Prompt management is currently in beta.

We'd love to [hear your feedback](https://app.posthog.com/home#panel=support%3Afeedback%3A%3Alow%3Atrue) as we develop this feature.

Prompt management lets you create and update LLM prompts directly in PostHog. When you use prompts through the SDK, they're fetched at runtime with caching and fallback support—so you can iterate on prompts without deploying code.

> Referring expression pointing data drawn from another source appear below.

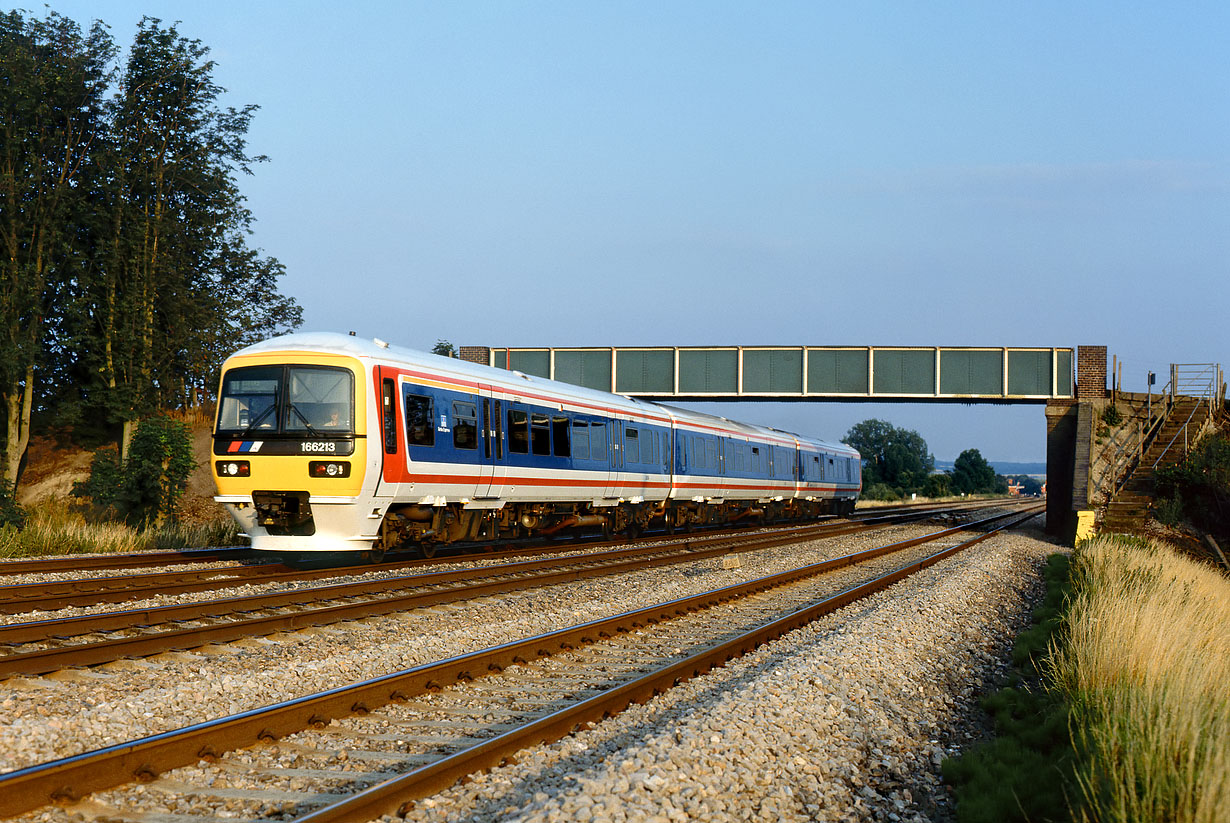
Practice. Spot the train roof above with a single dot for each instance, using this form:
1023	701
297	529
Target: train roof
515	381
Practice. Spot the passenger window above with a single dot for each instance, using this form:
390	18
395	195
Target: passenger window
581	439
631	445
518	432
598	441
540	433
560	436
465	426
420	421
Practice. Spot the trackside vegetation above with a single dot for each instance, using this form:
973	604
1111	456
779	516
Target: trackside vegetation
128	272
53	528
1128	717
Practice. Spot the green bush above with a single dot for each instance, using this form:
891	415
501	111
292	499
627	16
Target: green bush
1198	487
10	513
1027	770
881	492
148	487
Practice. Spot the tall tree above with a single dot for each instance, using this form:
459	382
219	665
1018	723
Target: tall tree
175	278
53	80
972	474
891	455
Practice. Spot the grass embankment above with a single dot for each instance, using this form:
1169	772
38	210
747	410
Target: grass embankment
60	529
1146	668
1129	719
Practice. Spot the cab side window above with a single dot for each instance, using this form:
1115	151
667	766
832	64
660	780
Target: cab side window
465	426
518	432
420	421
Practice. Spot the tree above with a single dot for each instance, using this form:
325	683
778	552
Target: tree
126	276
174	286
893	457
973	475
52	94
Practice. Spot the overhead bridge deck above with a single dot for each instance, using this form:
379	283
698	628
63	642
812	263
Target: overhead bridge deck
802	373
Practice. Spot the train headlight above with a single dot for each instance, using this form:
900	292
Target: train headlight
329	469
234	469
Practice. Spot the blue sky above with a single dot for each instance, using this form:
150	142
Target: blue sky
576	174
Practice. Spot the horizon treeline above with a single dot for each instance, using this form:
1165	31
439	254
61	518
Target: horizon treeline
127	274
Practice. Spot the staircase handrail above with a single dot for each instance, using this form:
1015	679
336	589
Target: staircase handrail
1182	431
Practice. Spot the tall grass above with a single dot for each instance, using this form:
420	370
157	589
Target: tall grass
58	528
1145	666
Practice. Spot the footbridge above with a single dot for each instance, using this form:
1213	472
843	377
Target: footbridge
1096	460
807	373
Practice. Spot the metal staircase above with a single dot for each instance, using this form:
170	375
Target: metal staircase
1191	402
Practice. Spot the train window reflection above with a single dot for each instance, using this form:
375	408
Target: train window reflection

## Why use prompt management?

-   **Update prompts without code deploys** – Change prompts instantly from the PostHog UI
-   **Non-engineers can iterate** – Product and content teams can tweak prompts without touching code
-   **Track prompt usage** – Link prompts to generations to see which prompts drive which outputs
-   **Versioning** – Every change creates an immutable version you can view, compare, or restore
-   **(soon) A/B testing** – Support for testing different prompt variants using Experiments

## Creating prompts

1.  Navigate to **LLM analytics** > **Prompts**
2.  Click **New prompt**
3.  Enter a name for your prompt
4.  Write your prompt content, using `{{variables}}` for dynamic values
5.  Click **Create prompt**

This creates version 1 of your prompt. Each subsequent edit creates a new immutable version.

### Markdown preview

When viewing a prompt, markdown rendering is enabled by default, formatting your prompt text with headings, lists, bold, and other markdown elements. Click the markdown icon next to the **Prompt** label to toggle it off and view plain text. When editing a prompt, the view switches to plain text automatically.

### Prompt naming rules

-   Names are **immutable** after creation (cannot be changed)
-   Only letters, numbers, hyphens, and underscores allowed (`^[a-zA-Z0-9_-]+$`)
-   Names must be unique within your project

## Managing prompts via MCP

You can also manage prompts through the [PostHog MCP server](/docs/model-context-protocol.md) using AI agents like Claude Code, Cursor, or any MCP-connected tool.

The MCP server provides four prompt management tools:

| Tool | Description |
| --- | --- |
| prompt-list | List all team prompts with optional name filtering |
| prompt-get | Get a prompt by name, including full content |
| prompt-create | Create a new prompt with a unique name and content |
| prompt-update | Update an existing prompt's content by name |

This enables teams to manage prompts programmatically from agent workflows without using the web UI.

## Template variables

Use double curly braces to define variables in your prompts:

text

PostHog AI

```text
You are a helpful assistant for {{company_name}}.
The user's name is {{user_name}} and their subscription tier is {{tier}}.
```

Variable names can include letters, numbers, underscores, hyphens, and dots.

## Versioning

Every prompt change creates a new immutable version. Previous versions are preserved and accessible.

### How versioning works

-   The first save creates version 1
-   Each subsequent publish increments the version number
-   Previous versions are never modified
-   By default, the SDK fetches the latest version

### Publish a new version

1.  Open a prompt and click **Edit latest**
2.  Make your changes
3.  Click **Publish version**

If someone else published a new version while you were editing, you'll see a conflict error. Refresh the page to load the latest version and try again.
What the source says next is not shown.